By Jessica Berget, Editor-in-Chief
Last year, the Vancouver Public Library was protested because they allowed a controversial feminist writer, Meghan Murphy to speak there. As a result, they were rejected from the 2019 Vancouver Pride Parade.
At the time, they claimed that “Free speech and intellectual freedoms are fundamental values of public libraries.”
Recently, they have updated their booking policies and require pre-screening for events.
According to their new draft “The Library’s values include diversity, respectful spaces, intellectual freedom and access for all.” It goes on to say “The library believes that freedom of expression and access to ideas and information are essential to the health and development of a democratic society. We acknowledge that the library’s spaces may be used by those who express ideas that may be contrary to the Library’s vision and values.”
The new draft the Vancouver public library puts in place is one I think all institutions should base their policy on. Emphasis on intellectual freedom and free speech. It’s certainly one that I base this paper on. I stand with Vancouver Public Library’s commitment to intellectual freedom.
They reiterate their stance by saying “In some instances they may, on a personal level, view them as offensive or harmful. However, in keeping with its value of intellectual freedom, the Library will not restrict freedom of expression beyond the limits prescribed by Canadian law.”

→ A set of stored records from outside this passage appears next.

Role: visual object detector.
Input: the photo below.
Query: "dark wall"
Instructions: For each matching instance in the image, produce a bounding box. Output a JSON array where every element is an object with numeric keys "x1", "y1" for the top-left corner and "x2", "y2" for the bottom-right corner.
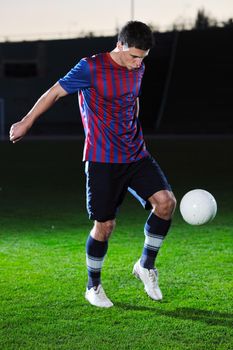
[
  {"x1": 0, "y1": 27, "x2": 232, "y2": 135},
  {"x1": 159, "y1": 27, "x2": 233, "y2": 134},
  {"x1": 0, "y1": 37, "x2": 117, "y2": 135}
]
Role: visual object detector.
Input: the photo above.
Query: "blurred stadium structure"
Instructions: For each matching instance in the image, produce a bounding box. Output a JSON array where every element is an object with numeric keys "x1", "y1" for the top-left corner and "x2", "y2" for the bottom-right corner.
[{"x1": 0, "y1": 26, "x2": 232, "y2": 138}]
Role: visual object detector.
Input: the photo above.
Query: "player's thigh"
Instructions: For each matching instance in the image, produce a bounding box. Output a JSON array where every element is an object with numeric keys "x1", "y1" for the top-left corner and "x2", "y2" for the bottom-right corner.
[
  {"x1": 85, "y1": 161, "x2": 128, "y2": 222},
  {"x1": 128, "y1": 155, "x2": 172, "y2": 209}
]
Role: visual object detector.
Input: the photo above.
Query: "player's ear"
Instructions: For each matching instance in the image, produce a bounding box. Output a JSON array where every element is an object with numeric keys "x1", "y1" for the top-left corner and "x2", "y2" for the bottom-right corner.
[{"x1": 117, "y1": 41, "x2": 124, "y2": 51}]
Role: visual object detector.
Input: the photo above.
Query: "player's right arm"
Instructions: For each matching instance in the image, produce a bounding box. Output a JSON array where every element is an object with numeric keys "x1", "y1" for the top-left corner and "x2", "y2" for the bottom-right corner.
[{"x1": 9, "y1": 82, "x2": 68, "y2": 143}]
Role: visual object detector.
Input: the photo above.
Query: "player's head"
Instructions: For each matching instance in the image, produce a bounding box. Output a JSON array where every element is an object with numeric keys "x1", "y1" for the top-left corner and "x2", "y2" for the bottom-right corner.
[
  {"x1": 116, "y1": 21, "x2": 154, "y2": 70},
  {"x1": 118, "y1": 21, "x2": 154, "y2": 51}
]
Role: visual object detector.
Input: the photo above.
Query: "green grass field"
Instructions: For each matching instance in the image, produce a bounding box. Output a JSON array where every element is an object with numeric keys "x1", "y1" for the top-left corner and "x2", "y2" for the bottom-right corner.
[{"x1": 1, "y1": 138, "x2": 233, "y2": 350}]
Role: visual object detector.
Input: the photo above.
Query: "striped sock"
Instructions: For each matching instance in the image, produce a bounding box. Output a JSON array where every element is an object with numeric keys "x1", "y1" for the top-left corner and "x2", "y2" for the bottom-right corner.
[
  {"x1": 140, "y1": 213, "x2": 171, "y2": 269},
  {"x1": 86, "y1": 235, "x2": 108, "y2": 289}
]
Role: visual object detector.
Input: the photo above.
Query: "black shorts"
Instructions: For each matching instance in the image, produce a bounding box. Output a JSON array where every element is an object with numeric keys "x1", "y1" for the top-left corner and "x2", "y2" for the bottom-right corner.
[{"x1": 85, "y1": 155, "x2": 172, "y2": 222}]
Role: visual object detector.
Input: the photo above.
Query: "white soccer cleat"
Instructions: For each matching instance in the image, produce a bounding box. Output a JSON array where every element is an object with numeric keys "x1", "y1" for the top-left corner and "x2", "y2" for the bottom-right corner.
[
  {"x1": 85, "y1": 284, "x2": 113, "y2": 308},
  {"x1": 133, "y1": 259, "x2": 163, "y2": 301}
]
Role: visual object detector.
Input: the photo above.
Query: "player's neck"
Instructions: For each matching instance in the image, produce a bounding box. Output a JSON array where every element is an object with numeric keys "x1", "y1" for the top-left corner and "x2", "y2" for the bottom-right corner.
[{"x1": 109, "y1": 50, "x2": 125, "y2": 67}]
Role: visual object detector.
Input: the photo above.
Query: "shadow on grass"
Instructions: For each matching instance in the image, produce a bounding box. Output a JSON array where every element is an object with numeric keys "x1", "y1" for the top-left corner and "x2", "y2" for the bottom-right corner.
[{"x1": 114, "y1": 302, "x2": 233, "y2": 328}]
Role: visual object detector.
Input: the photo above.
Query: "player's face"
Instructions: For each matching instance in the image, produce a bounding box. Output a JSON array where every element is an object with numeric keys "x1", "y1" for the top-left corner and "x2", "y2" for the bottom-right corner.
[{"x1": 118, "y1": 44, "x2": 150, "y2": 70}]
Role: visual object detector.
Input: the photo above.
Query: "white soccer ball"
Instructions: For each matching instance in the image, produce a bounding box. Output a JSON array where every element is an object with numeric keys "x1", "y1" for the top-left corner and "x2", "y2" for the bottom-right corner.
[{"x1": 180, "y1": 189, "x2": 217, "y2": 225}]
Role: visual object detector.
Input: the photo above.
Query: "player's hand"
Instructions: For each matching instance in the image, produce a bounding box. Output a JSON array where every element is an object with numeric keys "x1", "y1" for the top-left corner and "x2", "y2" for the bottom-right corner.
[{"x1": 9, "y1": 119, "x2": 31, "y2": 143}]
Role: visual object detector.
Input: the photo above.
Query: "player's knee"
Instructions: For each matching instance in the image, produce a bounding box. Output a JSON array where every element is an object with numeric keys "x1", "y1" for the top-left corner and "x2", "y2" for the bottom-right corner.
[
  {"x1": 150, "y1": 191, "x2": 176, "y2": 219},
  {"x1": 157, "y1": 193, "x2": 176, "y2": 218},
  {"x1": 93, "y1": 219, "x2": 116, "y2": 241},
  {"x1": 103, "y1": 220, "x2": 116, "y2": 237}
]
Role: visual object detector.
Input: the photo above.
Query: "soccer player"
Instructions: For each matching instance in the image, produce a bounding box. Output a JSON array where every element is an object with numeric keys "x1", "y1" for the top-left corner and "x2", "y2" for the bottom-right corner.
[{"x1": 9, "y1": 21, "x2": 176, "y2": 308}]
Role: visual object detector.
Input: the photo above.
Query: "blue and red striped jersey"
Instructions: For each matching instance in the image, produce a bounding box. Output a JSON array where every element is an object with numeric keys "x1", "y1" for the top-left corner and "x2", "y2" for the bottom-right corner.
[{"x1": 59, "y1": 52, "x2": 149, "y2": 163}]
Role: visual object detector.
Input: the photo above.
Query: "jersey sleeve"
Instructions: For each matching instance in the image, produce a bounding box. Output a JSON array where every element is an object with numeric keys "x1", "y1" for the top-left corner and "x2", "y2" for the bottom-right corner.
[{"x1": 58, "y1": 58, "x2": 91, "y2": 94}]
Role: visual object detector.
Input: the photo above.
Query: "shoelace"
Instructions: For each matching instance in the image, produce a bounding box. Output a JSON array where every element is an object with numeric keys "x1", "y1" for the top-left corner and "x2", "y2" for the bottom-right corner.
[
  {"x1": 149, "y1": 270, "x2": 158, "y2": 287},
  {"x1": 95, "y1": 286, "x2": 108, "y2": 300}
]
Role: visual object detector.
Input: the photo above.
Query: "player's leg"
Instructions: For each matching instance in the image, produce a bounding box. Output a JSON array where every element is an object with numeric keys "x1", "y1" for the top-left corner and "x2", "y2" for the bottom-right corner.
[
  {"x1": 140, "y1": 190, "x2": 176, "y2": 270},
  {"x1": 134, "y1": 190, "x2": 176, "y2": 300},
  {"x1": 85, "y1": 220, "x2": 115, "y2": 308},
  {"x1": 129, "y1": 156, "x2": 176, "y2": 300},
  {"x1": 86, "y1": 220, "x2": 115, "y2": 289},
  {"x1": 84, "y1": 161, "x2": 128, "y2": 307}
]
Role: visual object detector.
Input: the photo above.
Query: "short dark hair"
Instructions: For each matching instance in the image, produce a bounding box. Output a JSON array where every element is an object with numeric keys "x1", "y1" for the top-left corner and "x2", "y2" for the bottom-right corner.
[{"x1": 118, "y1": 21, "x2": 154, "y2": 50}]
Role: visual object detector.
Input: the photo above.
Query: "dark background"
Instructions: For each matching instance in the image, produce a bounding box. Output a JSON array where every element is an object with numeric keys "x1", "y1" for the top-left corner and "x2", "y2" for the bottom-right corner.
[{"x1": 0, "y1": 26, "x2": 232, "y2": 137}]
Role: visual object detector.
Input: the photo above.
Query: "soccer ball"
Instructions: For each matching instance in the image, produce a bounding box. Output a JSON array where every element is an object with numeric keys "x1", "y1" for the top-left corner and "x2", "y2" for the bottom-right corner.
[{"x1": 180, "y1": 189, "x2": 217, "y2": 225}]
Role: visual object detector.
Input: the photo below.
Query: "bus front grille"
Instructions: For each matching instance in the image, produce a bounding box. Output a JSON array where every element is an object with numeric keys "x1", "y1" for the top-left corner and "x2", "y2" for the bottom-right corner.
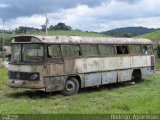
[{"x1": 8, "y1": 71, "x2": 40, "y2": 81}]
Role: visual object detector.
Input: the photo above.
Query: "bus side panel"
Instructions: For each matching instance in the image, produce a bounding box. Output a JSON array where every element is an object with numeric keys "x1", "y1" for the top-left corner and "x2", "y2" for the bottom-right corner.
[
  {"x1": 83, "y1": 58, "x2": 102, "y2": 73},
  {"x1": 118, "y1": 69, "x2": 133, "y2": 82},
  {"x1": 102, "y1": 71, "x2": 117, "y2": 84},
  {"x1": 64, "y1": 59, "x2": 76, "y2": 74},
  {"x1": 45, "y1": 64, "x2": 64, "y2": 76},
  {"x1": 43, "y1": 76, "x2": 66, "y2": 92},
  {"x1": 141, "y1": 67, "x2": 155, "y2": 79},
  {"x1": 84, "y1": 73, "x2": 101, "y2": 87}
]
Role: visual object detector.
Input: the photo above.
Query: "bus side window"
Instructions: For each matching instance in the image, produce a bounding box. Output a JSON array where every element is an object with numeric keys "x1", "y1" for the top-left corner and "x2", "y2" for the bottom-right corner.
[
  {"x1": 130, "y1": 45, "x2": 141, "y2": 54},
  {"x1": 99, "y1": 45, "x2": 115, "y2": 56},
  {"x1": 81, "y1": 45, "x2": 99, "y2": 57},
  {"x1": 90, "y1": 45, "x2": 99, "y2": 56},
  {"x1": 116, "y1": 46, "x2": 129, "y2": 54},
  {"x1": 81, "y1": 45, "x2": 91, "y2": 57},
  {"x1": 142, "y1": 45, "x2": 153, "y2": 55},
  {"x1": 71, "y1": 45, "x2": 82, "y2": 57},
  {"x1": 61, "y1": 45, "x2": 82, "y2": 58},
  {"x1": 142, "y1": 45, "x2": 148, "y2": 55},
  {"x1": 107, "y1": 46, "x2": 115, "y2": 55},
  {"x1": 47, "y1": 45, "x2": 61, "y2": 58},
  {"x1": 61, "y1": 45, "x2": 72, "y2": 58},
  {"x1": 99, "y1": 45, "x2": 108, "y2": 56},
  {"x1": 147, "y1": 45, "x2": 153, "y2": 55}
]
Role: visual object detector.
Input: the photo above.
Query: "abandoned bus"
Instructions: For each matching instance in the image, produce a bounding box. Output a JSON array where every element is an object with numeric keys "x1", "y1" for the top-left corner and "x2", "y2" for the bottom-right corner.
[{"x1": 8, "y1": 35, "x2": 155, "y2": 95}]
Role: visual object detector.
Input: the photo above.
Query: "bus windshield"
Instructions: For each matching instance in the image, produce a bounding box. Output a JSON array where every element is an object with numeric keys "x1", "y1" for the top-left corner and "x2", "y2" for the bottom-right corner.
[
  {"x1": 11, "y1": 44, "x2": 44, "y2": 63},
  {"x1": 11, "y1": 44, "x2": 21, "y2": 63}
]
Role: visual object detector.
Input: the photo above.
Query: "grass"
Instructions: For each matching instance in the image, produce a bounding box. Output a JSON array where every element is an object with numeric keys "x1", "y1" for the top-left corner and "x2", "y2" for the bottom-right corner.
[
  {"x1": 0, "y1": 68, "x2": 160, "y2": 115},
  {"x1": 156, "y1": 59, "x2": 160, "y2": 69},
  {"x1": 136, "y1": 30, "x2": 160, "y2": 42},
  {"x1": 29, "y1": 30, "x2": 108, "y2": 37}
]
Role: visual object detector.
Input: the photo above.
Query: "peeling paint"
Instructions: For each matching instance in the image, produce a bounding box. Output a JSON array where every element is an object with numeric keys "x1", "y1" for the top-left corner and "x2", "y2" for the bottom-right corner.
[{"x1": 11, "y1": 35, "x2": 153, "y2": 44}]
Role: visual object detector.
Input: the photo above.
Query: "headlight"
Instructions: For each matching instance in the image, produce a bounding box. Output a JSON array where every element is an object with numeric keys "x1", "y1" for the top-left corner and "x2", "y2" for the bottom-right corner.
[{"x1": 30, "y1": 74, "x2": 38, "y2": 80}]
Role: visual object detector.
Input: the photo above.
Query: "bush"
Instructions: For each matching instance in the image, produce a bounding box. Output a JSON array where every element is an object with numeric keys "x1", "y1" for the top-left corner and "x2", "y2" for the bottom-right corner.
[{"x1": 157, "y1": 45, "x2": 160, "y2": 58}]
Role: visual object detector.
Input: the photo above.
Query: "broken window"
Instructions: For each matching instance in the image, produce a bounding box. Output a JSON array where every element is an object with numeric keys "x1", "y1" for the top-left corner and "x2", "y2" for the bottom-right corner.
[
  {"x1": 71, "y1": 45, "x2": 82, "y2": 57},
  {"x1": 142, "y1": 45, "x2": 153, "y2": 55},
  {"x1": 116, "y1": 46, "x2": 129, "y2": 54}
]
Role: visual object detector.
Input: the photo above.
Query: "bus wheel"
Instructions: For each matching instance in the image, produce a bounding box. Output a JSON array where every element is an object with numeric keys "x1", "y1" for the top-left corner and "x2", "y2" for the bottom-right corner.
[
  {"x1": 131, "y1": 69, "x2": 142, "y2": 82},
  {"x1": 61, "y1": 77, "x2": 79, "y2": 96}
]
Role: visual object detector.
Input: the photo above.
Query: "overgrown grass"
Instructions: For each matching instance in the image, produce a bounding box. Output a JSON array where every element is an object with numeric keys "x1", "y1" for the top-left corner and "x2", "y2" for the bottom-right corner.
[
  {"x1": 0, "y1": 68, "x2": 160, "y2": 114},
  {"x1": 156, "y1": 59, "x2": 160, "y2": 69}
]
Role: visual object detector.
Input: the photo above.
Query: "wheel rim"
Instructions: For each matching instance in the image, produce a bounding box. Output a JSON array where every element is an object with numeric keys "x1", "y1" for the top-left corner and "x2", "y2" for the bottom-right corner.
[{"x1": 65, "y1": 80, "x2": 76, "y2": 92}]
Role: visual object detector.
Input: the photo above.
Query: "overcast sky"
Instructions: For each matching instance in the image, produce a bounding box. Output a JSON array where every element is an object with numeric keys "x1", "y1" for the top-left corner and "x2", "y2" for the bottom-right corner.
[{"x1": 0, "y1": 0, "x2": 160, "y2": 32}]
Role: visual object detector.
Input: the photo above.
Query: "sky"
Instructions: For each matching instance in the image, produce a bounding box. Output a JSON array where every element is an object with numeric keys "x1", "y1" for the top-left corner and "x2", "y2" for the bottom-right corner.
[{"x1": 0, "y1": 0, "x2": 160, "y2": 32}]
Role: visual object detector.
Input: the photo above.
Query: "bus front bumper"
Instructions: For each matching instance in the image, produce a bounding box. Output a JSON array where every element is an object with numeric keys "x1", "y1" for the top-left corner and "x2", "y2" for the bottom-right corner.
[{"x1": 8, "y1": 79, "x2": 45, "y2": 90}]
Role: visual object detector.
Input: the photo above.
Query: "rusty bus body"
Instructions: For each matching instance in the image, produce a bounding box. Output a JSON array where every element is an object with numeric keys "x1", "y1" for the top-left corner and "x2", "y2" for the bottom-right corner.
[{"x1": 8, "y1": 36, "x2": 155, "y2": 95}]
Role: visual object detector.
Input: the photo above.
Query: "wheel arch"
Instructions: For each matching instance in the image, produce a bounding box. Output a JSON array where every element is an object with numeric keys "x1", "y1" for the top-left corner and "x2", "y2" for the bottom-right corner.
[
  {"x1": 67, "y1": 75, "x2": 82, "y2": 88},
  {"x1": 132, "y1": 68, "x2": 142, "y2": 82}
]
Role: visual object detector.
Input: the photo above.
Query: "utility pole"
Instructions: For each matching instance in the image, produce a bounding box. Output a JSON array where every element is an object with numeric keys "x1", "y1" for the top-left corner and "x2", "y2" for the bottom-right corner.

The library has taken a strong position with intellectual freedom, and it is much needed. Healthy discussion and debate cannot happen unless there is conversation on both sides. Institutions should be able to let these discussions take place without having to defend their own political affiliations or be scrutinized. Just because they host controversial talks, doesn’t mean they have the same views or ideologies. They are simply exercising their commitment to free speech and intellectual freedom. Whether they agree with it or not is no matter, they don’t have to agree with every speaker they book. I certainly don’t agree with everything that is published in this paper, but that doesn’t mean I’m not going to publish it because that would go against everything democracy stands for.